After a long, heated debate last week, the Mayfair Civic Association voted not to oppose the theater's religious use.
The vote came after the church agreed to run a food delivery service instead of a food bank, and an after-school program instead of a day-care center.
"That was a huge game changer," said Donny Smith, president of the Mayfair Civic Association.
"Unfortunately," he said, "food banks, as good hearted as they are, bring people parking in neighbors' driveways and throwing trash on the ground.
"We already have a large food bank in Mayfair," he said. "It's well run, but the problems are ongoing."
Smith said Mayfair doesn't need another day-care center. "We already have 11 day cares with capacity for 575 kids," he said. "It's like, 'Come to Mayfair! City of Day Cares!'
"You're not going to pick up your kid from day care and then go into the Grey Lodge Pub and grab a burger and a beer," Smith said. "And nobody's going to a food bank and then going into Tony's Place for a pizza."
Smith said residents wanted the 1946-era movie house, on Frankford Avenue near Barnett Street, to be a live entertainment center that would revitalize the business district by attracting customers.
But despite the Devon's multi-million dollar makeover in 2009, failed attempts to fill it with live music and drama rendered it a state-of-the-art, abandoned theater with 400 seats and a great sound system.
Economic hard times forced the Mayfair Community Development Council to return the Devon to the bank in lieu of foreclosure in 2010.

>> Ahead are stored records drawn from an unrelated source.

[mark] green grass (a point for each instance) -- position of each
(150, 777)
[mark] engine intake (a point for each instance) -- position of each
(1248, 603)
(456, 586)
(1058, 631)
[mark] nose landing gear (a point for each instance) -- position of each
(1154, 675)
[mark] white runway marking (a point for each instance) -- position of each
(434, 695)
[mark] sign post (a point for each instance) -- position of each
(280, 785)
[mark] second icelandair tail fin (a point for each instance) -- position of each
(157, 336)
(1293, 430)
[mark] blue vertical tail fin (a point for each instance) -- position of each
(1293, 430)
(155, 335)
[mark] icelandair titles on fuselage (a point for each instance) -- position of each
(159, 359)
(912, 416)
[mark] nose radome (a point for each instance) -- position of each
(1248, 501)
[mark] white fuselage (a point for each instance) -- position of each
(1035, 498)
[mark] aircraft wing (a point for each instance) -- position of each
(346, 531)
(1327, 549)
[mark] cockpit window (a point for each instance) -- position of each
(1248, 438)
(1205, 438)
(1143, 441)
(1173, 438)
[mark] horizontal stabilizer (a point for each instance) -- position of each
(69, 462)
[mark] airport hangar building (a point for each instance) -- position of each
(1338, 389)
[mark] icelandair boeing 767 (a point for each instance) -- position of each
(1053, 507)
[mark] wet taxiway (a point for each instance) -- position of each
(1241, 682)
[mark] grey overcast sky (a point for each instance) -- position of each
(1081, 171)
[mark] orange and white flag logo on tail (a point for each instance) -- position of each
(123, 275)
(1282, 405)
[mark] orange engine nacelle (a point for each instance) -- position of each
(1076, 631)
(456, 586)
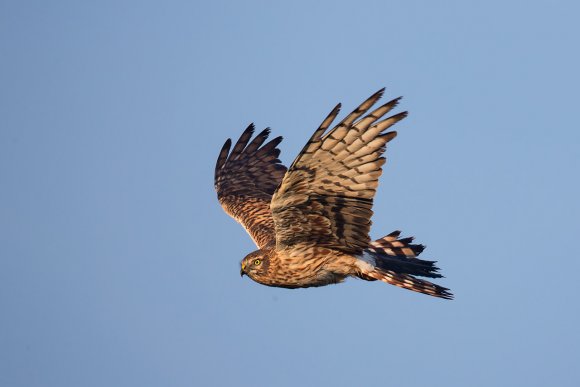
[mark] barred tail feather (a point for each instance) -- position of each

The bank sold it to a developer last year for $487,500, well below its $1.5 million market value, and the developer sold it to the Kingdom Life Christian Center in December, which began using it as a church although it is not zoned for religious assembly.
The church will go before the zoning board on Tuesday to ask for a special exception.
"Everybody wanted to see the arts come back to Mayfair," Smith said. "Having the building turned into a church was a great disappointment to a lot people."
Joseph DeFelice, president of the Mayfair CDC, said a church "in the largest and one of the most expensive buildings on our commercial corridor won't bring commerce to the avenue."
Smith agreed. "It's not what all the neighbors wanted but we did the best we could," he said. "The church said they'd work with us to bring the arts back into the Devon. Hopefully, that will happen."